Ci aveva abituato ad attese lunghissime sul mercato musicale, ma lo Juri Camisasca degli ultimi sette anni sembra non volersi fermare. Tre album in studio intervallati dai live Evoluzione interiore e Dal vivo dalla Cappella Palatina. Proprio nella fase della piena maturità (è del 1951, aveva quindi 65 anni nel 2016) si mette maggiormente in mostra, come mai fatto, partecipando anche a trasmissioni televisive.

Laudes è il prodotto targato 2019, tra brani nuovi di zecca, ripescaggi gloriosi e canti tradizionali della liturgia cattolica.

Apre proprio Laudes, quasi recitata, con stile meditativo. Un buon biglietto da visita. Inno alla luce ha un bellissimo testo, e l'andamento musicale è simile al precedente brano. Panis Angelicus è un canto tradizionale interamente in latino.
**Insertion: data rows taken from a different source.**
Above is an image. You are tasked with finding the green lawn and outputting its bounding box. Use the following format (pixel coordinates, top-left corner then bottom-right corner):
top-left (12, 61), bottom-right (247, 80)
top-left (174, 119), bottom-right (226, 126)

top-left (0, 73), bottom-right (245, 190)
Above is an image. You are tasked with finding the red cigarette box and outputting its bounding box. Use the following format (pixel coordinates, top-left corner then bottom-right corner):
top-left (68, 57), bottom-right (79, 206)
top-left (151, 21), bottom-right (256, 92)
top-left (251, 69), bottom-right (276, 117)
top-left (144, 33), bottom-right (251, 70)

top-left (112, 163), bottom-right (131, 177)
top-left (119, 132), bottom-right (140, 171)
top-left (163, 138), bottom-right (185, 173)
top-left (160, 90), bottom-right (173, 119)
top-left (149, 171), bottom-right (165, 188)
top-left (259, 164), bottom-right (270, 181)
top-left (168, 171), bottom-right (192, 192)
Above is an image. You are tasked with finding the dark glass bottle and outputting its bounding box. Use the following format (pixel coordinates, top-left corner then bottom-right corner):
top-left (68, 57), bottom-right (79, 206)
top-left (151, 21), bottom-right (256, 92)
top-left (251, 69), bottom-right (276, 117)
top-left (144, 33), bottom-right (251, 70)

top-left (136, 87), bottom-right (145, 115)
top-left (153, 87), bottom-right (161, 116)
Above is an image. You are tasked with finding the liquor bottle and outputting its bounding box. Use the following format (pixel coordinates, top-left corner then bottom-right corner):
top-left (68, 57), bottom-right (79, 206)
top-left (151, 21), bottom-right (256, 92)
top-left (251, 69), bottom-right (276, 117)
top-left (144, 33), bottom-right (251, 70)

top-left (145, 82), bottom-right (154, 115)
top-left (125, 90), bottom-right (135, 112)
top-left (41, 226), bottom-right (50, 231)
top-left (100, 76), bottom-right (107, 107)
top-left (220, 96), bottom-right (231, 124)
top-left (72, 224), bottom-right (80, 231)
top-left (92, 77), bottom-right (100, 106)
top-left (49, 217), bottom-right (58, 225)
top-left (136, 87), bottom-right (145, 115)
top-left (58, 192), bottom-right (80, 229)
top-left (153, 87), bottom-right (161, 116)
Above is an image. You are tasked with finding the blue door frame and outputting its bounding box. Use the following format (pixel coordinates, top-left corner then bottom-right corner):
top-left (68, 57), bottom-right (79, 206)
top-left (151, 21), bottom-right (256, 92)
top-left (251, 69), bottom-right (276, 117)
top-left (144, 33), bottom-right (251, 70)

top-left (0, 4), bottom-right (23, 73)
Buona interpretazione e arrangiamento. Oltre l'uomo: "il principio che unifica il molteplice non è nato e non muore mai", grandissimo testo e musica soave. Ma il gioiello deve ancora arrivare... Exultet è un altro tradizionale, che viene cantato nella notte di Pasqua. Arriva poi Nomadi, che incredibilmente Juri, dal 1987, non aveva mai messo su disco! È famosissima nella versione di Franco, di Alice, ed è davvero un privilegio poterla ascoltare cantata dall'autore, con tanto di video. Si passa di nuovo alla tradizione con Israel, questa volta con uno sguardo all'Oriente. Talita kum, ovvero "alzati fanciulla", invece è un brano del Servizio Nazionale della Musica e del Canto del Rinnovamento dello Spirito Santo. Flos Carmeli invece è la più antica invocazione alla Madonna del Carmine. Anche questa, naturalmente, tutta in latino. Prima di altri due classici liturgici, Gloria Laus e Pange Lingua, c'è il gioiello di cui prima, L'impermanenza, per me la migliore dell'album e quella che mi ha colpito di più già al primo ascolto di un paio di anni fa. Laudes propone pochi inediti, ma è un prodotto valido e di livello, da 4 stelle.